To further address pets as a possible source of infection for humans, we have tested employees of the Veterinary Faculty University of Zagreb. Out of 122 human samples, six tested ELISA positive (4.92%), but none had neutralising activity (Table 1.). Half of the participants who had tested ELISA positive had no history of symptoms that could be related to COVID‐19 (fever ≥ 38.0°C, chills, fatigue, myalgia, sore throat, cough, rhinorrhea, shortness of breath).
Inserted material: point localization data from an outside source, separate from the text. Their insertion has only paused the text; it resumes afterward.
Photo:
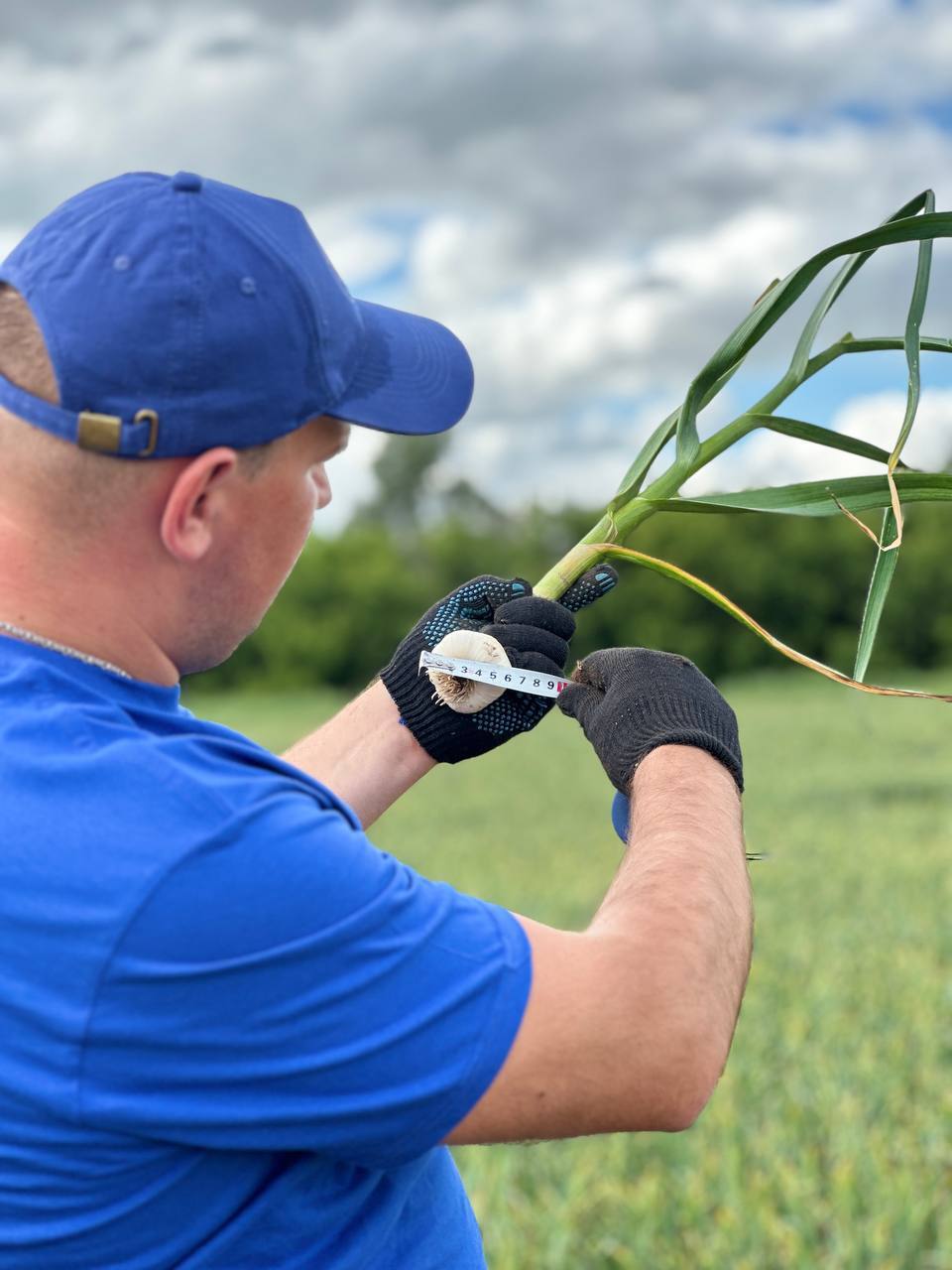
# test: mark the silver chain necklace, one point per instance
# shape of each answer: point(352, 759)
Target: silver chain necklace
point(32, 638)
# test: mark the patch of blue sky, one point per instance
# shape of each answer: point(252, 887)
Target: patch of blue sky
point(856, 375)
point(867, 114)
point(402, 222)
point(938, 112)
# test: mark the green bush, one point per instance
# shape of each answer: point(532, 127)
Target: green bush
point(353, 597)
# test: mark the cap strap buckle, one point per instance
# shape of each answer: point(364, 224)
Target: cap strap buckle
point(103, 432)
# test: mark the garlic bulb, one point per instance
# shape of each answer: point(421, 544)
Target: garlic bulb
point(467, 697)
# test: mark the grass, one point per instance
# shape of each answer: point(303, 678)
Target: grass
point(829, 1139)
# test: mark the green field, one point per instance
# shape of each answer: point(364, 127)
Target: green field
point(829, 1139)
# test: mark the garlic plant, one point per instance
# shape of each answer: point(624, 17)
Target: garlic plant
point(635, 500)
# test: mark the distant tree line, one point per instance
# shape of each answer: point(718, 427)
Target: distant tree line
point(353, 597)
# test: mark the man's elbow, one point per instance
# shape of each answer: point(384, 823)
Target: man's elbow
point(683, 1096)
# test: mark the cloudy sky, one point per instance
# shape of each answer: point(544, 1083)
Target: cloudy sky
point(590, 194)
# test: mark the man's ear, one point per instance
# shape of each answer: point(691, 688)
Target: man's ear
point(195, 503)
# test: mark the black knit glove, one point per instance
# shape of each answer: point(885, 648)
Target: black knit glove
point(631, 699)
point(535, 634)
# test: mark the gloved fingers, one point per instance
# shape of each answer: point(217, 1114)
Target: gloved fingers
point(597, 668)
point(589, 587)
point(520, 642)
point(548, 615)
point(579, 701)
point(480, 598)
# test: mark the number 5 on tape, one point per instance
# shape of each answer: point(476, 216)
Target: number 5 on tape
point(539, 685)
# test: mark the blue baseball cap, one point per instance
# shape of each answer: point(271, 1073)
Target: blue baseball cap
point(180, 313)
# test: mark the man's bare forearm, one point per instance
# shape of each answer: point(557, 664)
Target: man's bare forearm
point(682, 903)
point(363, 754)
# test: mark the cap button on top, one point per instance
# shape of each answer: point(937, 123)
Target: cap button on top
point(186, 181)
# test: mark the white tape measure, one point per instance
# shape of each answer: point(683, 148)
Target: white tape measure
point(536, 683)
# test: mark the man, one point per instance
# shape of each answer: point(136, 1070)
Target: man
point(234, 1033)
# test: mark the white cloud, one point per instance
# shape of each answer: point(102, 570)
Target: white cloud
point(592, 198)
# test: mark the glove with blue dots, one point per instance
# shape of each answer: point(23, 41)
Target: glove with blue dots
point(535, 634)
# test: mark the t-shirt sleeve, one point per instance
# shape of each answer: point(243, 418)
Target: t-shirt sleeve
point(290, 987)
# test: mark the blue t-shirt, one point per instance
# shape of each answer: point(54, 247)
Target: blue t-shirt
point(232, 1033)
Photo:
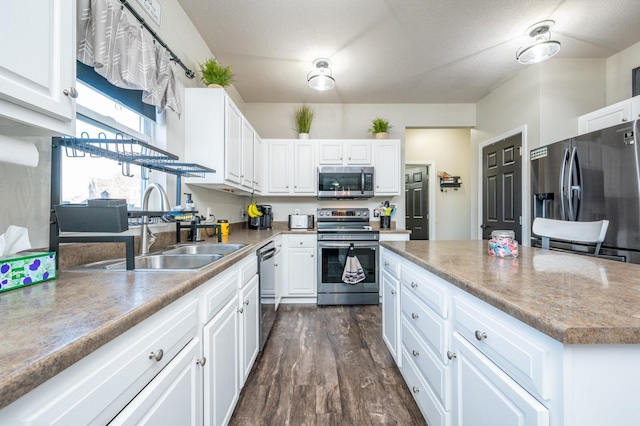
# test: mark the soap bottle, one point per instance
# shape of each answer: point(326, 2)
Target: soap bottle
point(189, 205)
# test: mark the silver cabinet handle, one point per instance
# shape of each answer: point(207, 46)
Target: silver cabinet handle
point(480, 335)
point(72, 92)
point(157, 355)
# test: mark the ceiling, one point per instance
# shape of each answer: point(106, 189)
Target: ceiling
point(398, 51)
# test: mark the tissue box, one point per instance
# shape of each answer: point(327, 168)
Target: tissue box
point(17, 272)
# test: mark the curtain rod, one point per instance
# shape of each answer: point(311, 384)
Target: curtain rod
point(174, 57)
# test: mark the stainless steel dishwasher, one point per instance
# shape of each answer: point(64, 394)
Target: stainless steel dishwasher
point(267, 273)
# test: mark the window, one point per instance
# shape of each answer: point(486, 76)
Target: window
point(87, 177)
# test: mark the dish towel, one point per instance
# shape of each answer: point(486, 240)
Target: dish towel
point(353, 272)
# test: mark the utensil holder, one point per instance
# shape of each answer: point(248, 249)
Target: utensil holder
point(385, 222)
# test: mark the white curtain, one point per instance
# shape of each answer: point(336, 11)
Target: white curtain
point(123, 54)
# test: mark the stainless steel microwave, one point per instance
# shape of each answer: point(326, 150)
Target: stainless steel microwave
point(339, 182)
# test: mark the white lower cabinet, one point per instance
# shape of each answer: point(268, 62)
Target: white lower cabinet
point(221, 378)
point(174, 397)
point(465, 362)
point(486, 396)
point(301, 266)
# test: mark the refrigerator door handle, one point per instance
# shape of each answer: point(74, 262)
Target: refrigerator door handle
point(563, 190)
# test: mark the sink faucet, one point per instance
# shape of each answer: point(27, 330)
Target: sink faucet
point(146, 237)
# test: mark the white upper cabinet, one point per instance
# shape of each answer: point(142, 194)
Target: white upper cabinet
point(621, 112)
point(387, 167)
point(37, 67)
point(344, 152)
point(218, 136)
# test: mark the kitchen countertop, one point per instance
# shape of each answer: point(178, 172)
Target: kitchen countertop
point(572, 298)
point(52, 325)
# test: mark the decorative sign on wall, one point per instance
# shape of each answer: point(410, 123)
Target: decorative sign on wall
point(153, 9)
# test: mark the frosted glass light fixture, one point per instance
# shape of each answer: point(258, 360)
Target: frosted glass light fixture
point(542, 48)
point(320, 78)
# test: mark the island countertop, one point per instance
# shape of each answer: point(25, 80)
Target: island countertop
point(572, 298)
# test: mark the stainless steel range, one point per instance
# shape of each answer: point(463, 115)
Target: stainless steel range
point(347, 257)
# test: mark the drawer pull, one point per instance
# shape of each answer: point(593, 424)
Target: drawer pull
point(157, 355)
point(480, 335)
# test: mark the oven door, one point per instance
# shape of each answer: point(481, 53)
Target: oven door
point(332, 257)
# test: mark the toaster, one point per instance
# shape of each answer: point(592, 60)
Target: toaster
point(301, 221)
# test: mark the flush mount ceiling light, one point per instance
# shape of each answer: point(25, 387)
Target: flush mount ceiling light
point(320, 78)
point(543, 47)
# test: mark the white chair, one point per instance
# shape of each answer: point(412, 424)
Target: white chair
point(579, 232)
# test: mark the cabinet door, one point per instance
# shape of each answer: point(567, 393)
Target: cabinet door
point(38, 63)
point(233, 142)
point(258, 164)
point(221, 387)
point(250, 309)
point(173, 397)
point(358, 152)
point(279, 167)
point(304, 177)
point(502, 401)
point(246, 173)
point(330, 152)
point(280, 277)
point(387, 167)
point(301, 276)
point(390, 314)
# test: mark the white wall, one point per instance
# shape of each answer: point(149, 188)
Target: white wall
point(619, 68)
point(449, 151)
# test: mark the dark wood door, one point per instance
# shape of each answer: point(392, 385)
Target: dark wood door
point(416, 181)
point(502, 187)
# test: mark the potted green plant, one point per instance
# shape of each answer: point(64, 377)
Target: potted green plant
point(380, 127)
point(215, 75)
point(302, 118)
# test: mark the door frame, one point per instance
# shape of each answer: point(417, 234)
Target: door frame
point(431, 166)
point(526, 205)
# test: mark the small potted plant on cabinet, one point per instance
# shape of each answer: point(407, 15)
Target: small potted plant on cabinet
point(302, 118)
point(380, 127)
point(215, 75)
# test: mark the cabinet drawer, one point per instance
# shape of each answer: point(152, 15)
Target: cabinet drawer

The other three had some combination of the symptoms mentioned above, but they were mild, and none of them reported fever. None of the participants had reported contact with a confirmed COVID‐19 case; none had been qRT‐PCR tested nor had been in self‐isolation. It is possible that due to the mild symptoms, or asymptomatic course of the infection, serum samples were ELISA positive but MNT negative (Okba et al., 2020; Zhang, Zhou, et al., 2020).

There was no difference in seroreactivity of administrative and basic and pre‐clinical sciences departments personnel compared to animal health service providers and laboratory personnel (Fisher's exact test p = 1). Taking into account the limited size of the cohort studied, it seems that contact with pet animals is not a risk factor for SARS‐CoV‐2 infection. At the time of sampling for this study, human serum samples were collected in the general population. Using ELISA, IgG antibodies were detected in 2.7% of participants (Vilibic‐Cavlek et al., 2020). Once again, there was no significant difference in seropositivity between animal health service providers and the general population (Fisher's exact test p = .13).

FINAL REMARKS

In conclusion, seropositivity among pet animals in Croatia is low, especially when compared to results from China. A small number of seropositive animals with a low titre of neutralising antibodies suggest infections are rare and are following infections in the human population. Even though animal to animal transmission has been described (Halfmann et al., 2020; Shi et al., 2020), as well as a possible animal to human transmission (ProMed‐mail, 2020), we believe those are exceptions that are limited to experimental conditions or to highly contaminated environments, such as fur farms. This study gives no evidence that dogs and cats are significant sources of infection for people. Still, serosurveys in pet animals could be an additional tool for surveillance of SARS‐CoV‐2 in the human population.

ETHICAL APPROVAL

The authors confirm that the ethical policies of the journal, as noted on the journal's author guidelines page, have been adhered to. The study was approved by the Ethics Committee of the Croatian Institute of Public Health (Decision number: 030‐02/20‐05/1).

CONFLICT OF INTEREST

The authors declare that there they have no conflict of interests.

AUTHORS’ CONTRIBUTIONS

V. Stevanovic, T. Vilibic‐Cavlek, I. Tabain and Lj. Barbic conceptualised and designed the study. V. Stevanovic, I. Tabain, S. Kovac and Z. Hruskar developed and carried out microneutralisation test. V. Stevanovic, I. Benvin, S. Kovac collected animal serum samples, designed and carried out ELISA for dog serum samples. T. Vilibic‐Cavlek, Lj. Milasincic and Lj. Antolasic collected and carried out ELISA testing of human sera samples. M. Mauric statistically analysed collected data. V. Stevanovic and V. Staresina wrote the manuscript. All authors read and approved the final version of the manuscript.